Hellenistic-Roman political philosophy posed challenges to ruling classical paradigm

Hellenistic-Roman philosophers insisted on reducing the significance of rationality and politics
By By Bao Limin / 10-23-2015 / (Chinese Social Sciences Today)

This is a picture by Raphael. Above: Epicurus in a laurel wreath gives a dissertation on pleasure. Below: Euclid teaches geometry, Zoroaster holds the heavenly sphere and Ptolemy, the earthly sphere.

 

Despite being formed in the ancient world, Hellenistic-Roman philosophy bears many of the characteristics of modern philosophies and there is a lot of originality. In many ways, it challenges the classical paradigm of philosophy.

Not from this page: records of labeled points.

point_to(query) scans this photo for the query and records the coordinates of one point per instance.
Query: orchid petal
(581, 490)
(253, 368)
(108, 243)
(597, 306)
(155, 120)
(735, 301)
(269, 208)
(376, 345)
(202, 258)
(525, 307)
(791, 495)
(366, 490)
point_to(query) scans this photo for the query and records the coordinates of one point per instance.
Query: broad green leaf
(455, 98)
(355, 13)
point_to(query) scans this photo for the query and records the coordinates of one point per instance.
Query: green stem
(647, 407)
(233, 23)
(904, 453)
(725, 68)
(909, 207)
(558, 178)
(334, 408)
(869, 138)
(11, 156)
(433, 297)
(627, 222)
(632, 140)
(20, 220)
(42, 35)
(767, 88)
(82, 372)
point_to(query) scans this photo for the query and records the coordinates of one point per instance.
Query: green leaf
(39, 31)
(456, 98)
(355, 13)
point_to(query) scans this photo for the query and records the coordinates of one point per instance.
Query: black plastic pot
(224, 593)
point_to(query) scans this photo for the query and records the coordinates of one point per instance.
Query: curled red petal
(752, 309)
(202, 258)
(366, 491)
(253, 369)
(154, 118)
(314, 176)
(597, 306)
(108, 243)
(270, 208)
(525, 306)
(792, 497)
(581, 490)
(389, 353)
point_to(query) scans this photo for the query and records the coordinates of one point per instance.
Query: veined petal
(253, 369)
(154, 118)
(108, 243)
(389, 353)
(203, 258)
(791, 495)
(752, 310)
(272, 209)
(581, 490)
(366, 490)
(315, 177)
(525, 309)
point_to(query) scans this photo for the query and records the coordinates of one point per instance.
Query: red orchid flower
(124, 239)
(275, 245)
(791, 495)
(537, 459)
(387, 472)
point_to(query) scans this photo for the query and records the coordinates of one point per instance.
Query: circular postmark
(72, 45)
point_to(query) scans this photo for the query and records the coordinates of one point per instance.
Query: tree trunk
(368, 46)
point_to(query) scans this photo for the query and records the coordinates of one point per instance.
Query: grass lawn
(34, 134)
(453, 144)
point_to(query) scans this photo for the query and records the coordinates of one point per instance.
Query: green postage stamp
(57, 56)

According to classical political philosophy, the ultimate aim of philosophy is to enlighten individuals who have rational minds and are willing to pursue virtue. But those who are merely trying to guarantee their means of subsistence, on the other hand, are more likely to resort to using the power of the most respected rulers.


This philosophical paradigm holds the intrinsic value of political life in high esteem. It states that although politics is derived directly from the necessity of tackling conflicts of interest, the essential goals of politics go far beyond dealing with the affairs of groups.
 

When politics develops into its advanced form, its genuine function is to grant human beings a shared life experience of nobility, humanity, fraternity, and justice. The ontological basis of classical political philosophy stresses community—the city-state that commits to the well-being of its citizens. If the individual breaks away from the political community, he may get lost in his own self-identity.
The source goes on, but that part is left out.